Iyengar et al. performed a randomized clinical trial which compared hypo-IGRT and conventional RT for patients with stage II/III NSCLC and poor performance status [36]. All participants in the hypo-RT group received daily IGRT, which may be the reason no differences in toxicity could be observed between the two treatment groups. As for prognosis, however, they revealed that the OS resulting from hypo-RT was not superior or even inferior to that of conventional RT. Firstly, as demonstrated in the paper, subsequent systemic therapy was an important factor affecting OS. However, only 26% of patients in the hypo-RT group received systemic therapy, and the rate increased to 37% in the conventional RT group. Secondly, the hypo-RT group had a larger proportion of patients older than 80 years.

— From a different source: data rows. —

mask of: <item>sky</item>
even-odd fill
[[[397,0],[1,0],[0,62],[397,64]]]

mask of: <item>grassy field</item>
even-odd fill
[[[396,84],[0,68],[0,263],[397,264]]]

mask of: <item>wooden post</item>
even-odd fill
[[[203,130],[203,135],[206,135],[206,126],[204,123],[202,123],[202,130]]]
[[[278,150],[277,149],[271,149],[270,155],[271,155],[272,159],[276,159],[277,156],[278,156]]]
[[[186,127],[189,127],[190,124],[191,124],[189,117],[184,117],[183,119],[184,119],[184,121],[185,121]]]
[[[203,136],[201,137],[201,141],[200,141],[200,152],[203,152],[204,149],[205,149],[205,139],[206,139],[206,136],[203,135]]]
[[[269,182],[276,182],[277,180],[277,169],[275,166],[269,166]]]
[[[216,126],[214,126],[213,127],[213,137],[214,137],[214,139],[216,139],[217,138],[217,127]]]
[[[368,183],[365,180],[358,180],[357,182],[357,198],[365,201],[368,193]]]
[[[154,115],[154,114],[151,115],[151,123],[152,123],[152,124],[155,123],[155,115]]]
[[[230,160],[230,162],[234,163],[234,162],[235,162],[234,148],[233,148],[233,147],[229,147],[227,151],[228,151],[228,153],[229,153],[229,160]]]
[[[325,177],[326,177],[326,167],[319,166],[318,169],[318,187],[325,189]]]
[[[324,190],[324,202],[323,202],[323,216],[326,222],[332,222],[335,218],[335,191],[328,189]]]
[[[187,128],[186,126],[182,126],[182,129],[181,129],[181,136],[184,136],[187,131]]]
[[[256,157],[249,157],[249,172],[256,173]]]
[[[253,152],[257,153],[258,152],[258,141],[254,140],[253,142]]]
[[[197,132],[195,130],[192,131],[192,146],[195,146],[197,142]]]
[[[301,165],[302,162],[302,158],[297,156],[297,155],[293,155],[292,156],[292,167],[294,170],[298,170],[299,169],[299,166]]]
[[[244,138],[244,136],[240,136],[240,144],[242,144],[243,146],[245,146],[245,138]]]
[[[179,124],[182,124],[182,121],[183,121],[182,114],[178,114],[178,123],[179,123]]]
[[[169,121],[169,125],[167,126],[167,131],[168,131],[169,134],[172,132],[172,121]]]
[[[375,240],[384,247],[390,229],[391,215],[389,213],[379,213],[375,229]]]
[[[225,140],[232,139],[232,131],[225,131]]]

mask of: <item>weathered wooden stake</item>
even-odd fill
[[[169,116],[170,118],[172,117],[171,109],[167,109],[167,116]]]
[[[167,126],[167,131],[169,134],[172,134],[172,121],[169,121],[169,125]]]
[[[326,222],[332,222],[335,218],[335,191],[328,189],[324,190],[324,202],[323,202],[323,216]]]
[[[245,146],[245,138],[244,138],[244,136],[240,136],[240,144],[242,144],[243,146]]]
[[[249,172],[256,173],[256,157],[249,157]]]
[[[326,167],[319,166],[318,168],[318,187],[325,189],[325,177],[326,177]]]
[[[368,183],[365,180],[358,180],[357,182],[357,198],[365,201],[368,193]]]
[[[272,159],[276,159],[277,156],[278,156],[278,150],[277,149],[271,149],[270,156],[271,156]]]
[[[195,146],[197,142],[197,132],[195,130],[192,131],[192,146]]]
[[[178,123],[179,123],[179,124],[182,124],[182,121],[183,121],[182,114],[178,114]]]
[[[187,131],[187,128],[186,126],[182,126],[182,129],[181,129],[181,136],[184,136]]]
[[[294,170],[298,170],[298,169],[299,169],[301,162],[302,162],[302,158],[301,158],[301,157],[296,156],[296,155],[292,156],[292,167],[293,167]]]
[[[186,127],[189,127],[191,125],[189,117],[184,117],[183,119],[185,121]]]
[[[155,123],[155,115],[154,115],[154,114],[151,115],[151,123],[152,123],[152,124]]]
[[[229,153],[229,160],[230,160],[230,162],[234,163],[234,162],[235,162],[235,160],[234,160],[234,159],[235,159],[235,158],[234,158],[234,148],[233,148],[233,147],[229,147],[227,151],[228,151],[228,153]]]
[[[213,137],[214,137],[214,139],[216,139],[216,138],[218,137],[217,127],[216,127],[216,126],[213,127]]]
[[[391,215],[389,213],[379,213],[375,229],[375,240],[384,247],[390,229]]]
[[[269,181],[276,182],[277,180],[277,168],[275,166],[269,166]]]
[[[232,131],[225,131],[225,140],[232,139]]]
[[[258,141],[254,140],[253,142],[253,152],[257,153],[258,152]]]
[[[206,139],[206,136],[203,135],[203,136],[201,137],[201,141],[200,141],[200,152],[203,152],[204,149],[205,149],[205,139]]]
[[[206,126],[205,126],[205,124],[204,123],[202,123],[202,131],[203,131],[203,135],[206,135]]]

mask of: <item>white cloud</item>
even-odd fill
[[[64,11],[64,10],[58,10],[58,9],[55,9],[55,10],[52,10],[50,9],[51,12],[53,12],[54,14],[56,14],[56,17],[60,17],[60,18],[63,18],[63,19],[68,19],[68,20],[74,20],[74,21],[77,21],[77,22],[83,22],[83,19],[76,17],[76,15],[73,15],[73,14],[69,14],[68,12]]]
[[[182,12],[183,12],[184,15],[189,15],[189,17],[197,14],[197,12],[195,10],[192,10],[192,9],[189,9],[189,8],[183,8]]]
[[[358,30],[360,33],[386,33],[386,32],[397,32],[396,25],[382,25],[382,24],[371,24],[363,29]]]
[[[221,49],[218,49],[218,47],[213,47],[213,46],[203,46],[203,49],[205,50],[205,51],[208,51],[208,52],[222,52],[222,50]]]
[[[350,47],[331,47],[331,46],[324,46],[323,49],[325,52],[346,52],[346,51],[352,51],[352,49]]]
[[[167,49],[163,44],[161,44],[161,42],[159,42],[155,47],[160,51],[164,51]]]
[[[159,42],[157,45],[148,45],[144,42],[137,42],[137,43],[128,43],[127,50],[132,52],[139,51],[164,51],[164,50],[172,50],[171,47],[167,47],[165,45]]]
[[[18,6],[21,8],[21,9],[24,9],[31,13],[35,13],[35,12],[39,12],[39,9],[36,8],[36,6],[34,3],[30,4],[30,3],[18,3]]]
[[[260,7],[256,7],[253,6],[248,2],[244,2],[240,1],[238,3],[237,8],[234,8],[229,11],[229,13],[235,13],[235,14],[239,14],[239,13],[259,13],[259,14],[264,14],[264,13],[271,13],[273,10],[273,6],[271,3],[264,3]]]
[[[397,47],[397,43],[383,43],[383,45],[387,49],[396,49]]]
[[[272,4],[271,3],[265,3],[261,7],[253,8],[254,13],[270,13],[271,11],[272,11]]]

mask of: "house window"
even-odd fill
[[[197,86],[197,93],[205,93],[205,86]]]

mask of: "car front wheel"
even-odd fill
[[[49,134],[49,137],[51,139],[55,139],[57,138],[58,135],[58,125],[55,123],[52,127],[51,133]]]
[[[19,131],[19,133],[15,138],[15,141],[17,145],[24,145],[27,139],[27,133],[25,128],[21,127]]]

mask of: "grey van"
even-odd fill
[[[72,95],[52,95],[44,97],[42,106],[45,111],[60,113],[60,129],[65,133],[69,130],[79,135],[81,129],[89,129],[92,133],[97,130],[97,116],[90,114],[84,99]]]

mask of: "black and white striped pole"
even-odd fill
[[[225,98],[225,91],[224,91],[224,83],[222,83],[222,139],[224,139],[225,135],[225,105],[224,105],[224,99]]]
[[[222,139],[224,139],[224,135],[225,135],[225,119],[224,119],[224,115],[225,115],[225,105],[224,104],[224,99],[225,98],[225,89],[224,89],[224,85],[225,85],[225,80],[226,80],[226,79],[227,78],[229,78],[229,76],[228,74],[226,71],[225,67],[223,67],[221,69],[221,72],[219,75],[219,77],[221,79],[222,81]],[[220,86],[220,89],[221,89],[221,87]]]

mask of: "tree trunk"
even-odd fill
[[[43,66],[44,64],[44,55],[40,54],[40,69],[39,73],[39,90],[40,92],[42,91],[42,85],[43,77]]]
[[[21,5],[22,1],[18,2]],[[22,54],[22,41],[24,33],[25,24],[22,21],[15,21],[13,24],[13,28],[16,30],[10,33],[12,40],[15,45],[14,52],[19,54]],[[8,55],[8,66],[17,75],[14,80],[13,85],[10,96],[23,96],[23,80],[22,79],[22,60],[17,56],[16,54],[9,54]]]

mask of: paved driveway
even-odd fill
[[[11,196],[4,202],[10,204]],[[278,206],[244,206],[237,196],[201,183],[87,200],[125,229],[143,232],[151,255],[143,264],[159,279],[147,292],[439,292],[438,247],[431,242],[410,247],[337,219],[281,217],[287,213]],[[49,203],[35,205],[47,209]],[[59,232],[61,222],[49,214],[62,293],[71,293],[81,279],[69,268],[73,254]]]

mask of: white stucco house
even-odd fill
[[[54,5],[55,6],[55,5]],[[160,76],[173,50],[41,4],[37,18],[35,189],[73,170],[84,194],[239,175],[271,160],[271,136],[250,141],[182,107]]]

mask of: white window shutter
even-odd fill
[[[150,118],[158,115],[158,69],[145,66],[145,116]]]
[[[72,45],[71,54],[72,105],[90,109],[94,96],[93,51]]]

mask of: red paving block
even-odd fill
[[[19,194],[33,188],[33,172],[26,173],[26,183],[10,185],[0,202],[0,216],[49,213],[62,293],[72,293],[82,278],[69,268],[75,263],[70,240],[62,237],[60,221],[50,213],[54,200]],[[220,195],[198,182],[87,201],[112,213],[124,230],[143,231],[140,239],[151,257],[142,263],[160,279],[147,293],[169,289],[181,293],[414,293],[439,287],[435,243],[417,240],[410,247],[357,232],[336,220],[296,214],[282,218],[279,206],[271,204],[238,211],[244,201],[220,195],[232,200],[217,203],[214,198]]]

Although our study has certain clinical significance, there are still several limitations to be considered. The principal shortcoming is the nature of the retrospective study design, which has led to some bias. Although our study had the largest sample size of the Chinese population to date, the homogeneity of the data collected had certain defects, including chemotherapy type and RT physical plan; however, this also gave us the opportunity to perform subgroup analysis and identify more significant associations. Furthermore, subsequent salvage treatments surely exert a significant influence on patient outcomes, especially in the era of targeted therapy and immunotherapy. Due to the nature of our retrospective observational study, subsequent treatment modalities were variable and could not be controlled. We were unable to conduct further prognostic analysis in this study. Thirdly, with the protection of IGRT, hypo-RT could be performed safely in some patients with central tumors. However, in cases where the tumors are very close to vital organs, such as the esophagus or heart, conventional radiotherapy may be a better option.

In conclusion, for Chinese stage III NSCLC patients, compared to conventional RT, image-guided hypo-RT with chemotherapy may lead to better prognosis and with well-tolerated treatment toxicity. Prospective multicenter randomized controlled studies should be conducted to further confirm our findings.